What is a FLOP?
A “FLOP” stands for a “FLoating-point OPeration”. This is a unit of computation commonly used when talking about training or running AI systems. Note that this is not the same as FLOP/s (often written as FLOPS), which refers to the number of FLOP *per second*.
What is effective compute?
“Effective compute” is a measure of the amount of computation available for training or running AI systems, adjusted to account for algorithmic progress. In particular, due to algorithm improvements, it becomes possible to do more with the same amount of computation, which “in effect” has the same impact as increasing the number of computations performed. We measure effective compute in units of effective FLOP (eFLOP), relative to the start of the simulation.“
What is effective labor?
The effective labour is the aggregation of the labour contributions of AI and human workers. It roughly corresponds to the amount of human workers that would be needed to produce the same output without AI. It is described in depth in the Production section
What if some tasks remain unautomated?
By default, we assume that all tasks are automatable given enough effective compute. The beliefs add-on can be used to specify scenarios where full automation is not achievable (e.g. by placing 100% probability on a maximum task automation fraction of 0.8, instead of a max fraction of 1). As long as the fraction of tasks that can be automated is sufficiently large, we still generally observe similar results in the model dynamics up to full automation.
What are the most important parameters of the model?
In our experience with the model, the parameters that matter the most are the AGI training requirements and FLOP gap fraction—which jointly determine the mapping between effective compute and tasks automated—and the hardware and software returns to R&D—which control how costly it is to scale effective compute. In the future we plan to release a sensitivity analysis that further clarifies which parameters influence most the model outcomes.
How did you estimate the parameters for the default parameter preset?
Parameters commonly found in economic models (e.g., relative risk aversion) are estimated from the economics literature. AI-related parameters are estimated based on previous work, such as our work on estimating [training compute](https://epoch.ai/blog/training-compute-of-frontier-ai-models-grows-by-4-5x-per-year), [algorithmic progress](https://epoch.ai/blog/algorithmic-progress-in-language-models), [returns to software R&D](https://epoch.ai/blog/do-the-returns-to-software-rnd-point-towards-a-singularity), etc. The reasoning for the parameter estimates is provided in the [accompanying technical paper](https://arxiv.org/abs/2503.04941).

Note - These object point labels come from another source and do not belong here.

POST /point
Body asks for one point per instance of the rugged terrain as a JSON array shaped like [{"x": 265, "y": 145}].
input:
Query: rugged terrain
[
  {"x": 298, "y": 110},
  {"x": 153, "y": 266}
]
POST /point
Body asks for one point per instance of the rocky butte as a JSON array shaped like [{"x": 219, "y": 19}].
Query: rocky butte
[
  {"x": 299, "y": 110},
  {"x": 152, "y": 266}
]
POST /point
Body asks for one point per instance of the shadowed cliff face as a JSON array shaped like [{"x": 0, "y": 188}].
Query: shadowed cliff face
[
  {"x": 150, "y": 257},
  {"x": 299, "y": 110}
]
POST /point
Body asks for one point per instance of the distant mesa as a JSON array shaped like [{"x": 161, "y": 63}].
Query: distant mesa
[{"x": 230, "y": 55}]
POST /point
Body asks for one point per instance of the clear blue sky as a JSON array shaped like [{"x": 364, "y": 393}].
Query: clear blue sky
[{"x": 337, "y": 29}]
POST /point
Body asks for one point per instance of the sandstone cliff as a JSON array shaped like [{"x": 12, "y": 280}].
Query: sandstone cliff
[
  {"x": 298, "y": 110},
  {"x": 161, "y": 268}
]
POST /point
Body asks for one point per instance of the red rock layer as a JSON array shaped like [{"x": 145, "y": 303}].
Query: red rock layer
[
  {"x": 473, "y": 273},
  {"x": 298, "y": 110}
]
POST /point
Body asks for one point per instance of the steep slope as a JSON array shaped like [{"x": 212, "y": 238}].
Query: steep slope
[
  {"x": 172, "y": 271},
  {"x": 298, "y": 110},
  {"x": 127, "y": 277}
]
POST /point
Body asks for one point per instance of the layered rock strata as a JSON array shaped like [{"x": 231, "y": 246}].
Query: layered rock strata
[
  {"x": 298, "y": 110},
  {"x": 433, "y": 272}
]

What do the aggressive and conservative presets correspond to?
They correspond to an example scenario in which we have adjusted some of the model's most important parameters to more extreme but still plausible values. In particular, we change the values of the AGI training requirements and the hardware and software R&D returns. The rest of the parameters are set to their default value. These presets are meant to showcase the range of scenarios that are possible to illustrate with GATE.
What happens after full automation?
The main focus of GATE is on the dynamics in the leadup towards full automation, and it is likely to make poor predictions about what happens close to and after full automation. For example, in the model the primary value of training compute is in increasing the fraction of automated tasks, so once full automation is reached the compute dedicated to training falls to zero. However, in reality there may be economically valuable tasks that go beyond those that humans are able to perform, and for which training compute may continue to be useful.
Why don’t the model predictions for GWP growth, capital stock, or compute investment match the values of today?
The GATE model uses gradient descent to solve for the optimal allocation of investments and compute, in order to maximize a utility function. The predicted investments near the start of simulations can therefore be quite different from those observed today.
Does GATE take a stance on which tasks will be automated first?
In the model we consider an abstract task space including all economically useful tasks, including both cognitive and physical tasks. However, in GATE we do not take a stance on which tasks are likely to be automated first. Instead, GATE only assumes that there is a fixed spectrum of tasks that require progressively more effective compute at training and inference to be automated. We do not consider bottlenecks inherent to specific tasks, such as physical tasks that require robotics.
Why is the initial fraction of automated tasks nonzero?
We do this so that the initial value of runtime compute is nonzero. Instead, we calibrate the initial fraction based on the current share of GWP that is allocated to runtime compute, which results in approximately 10% of tasks being initially automated.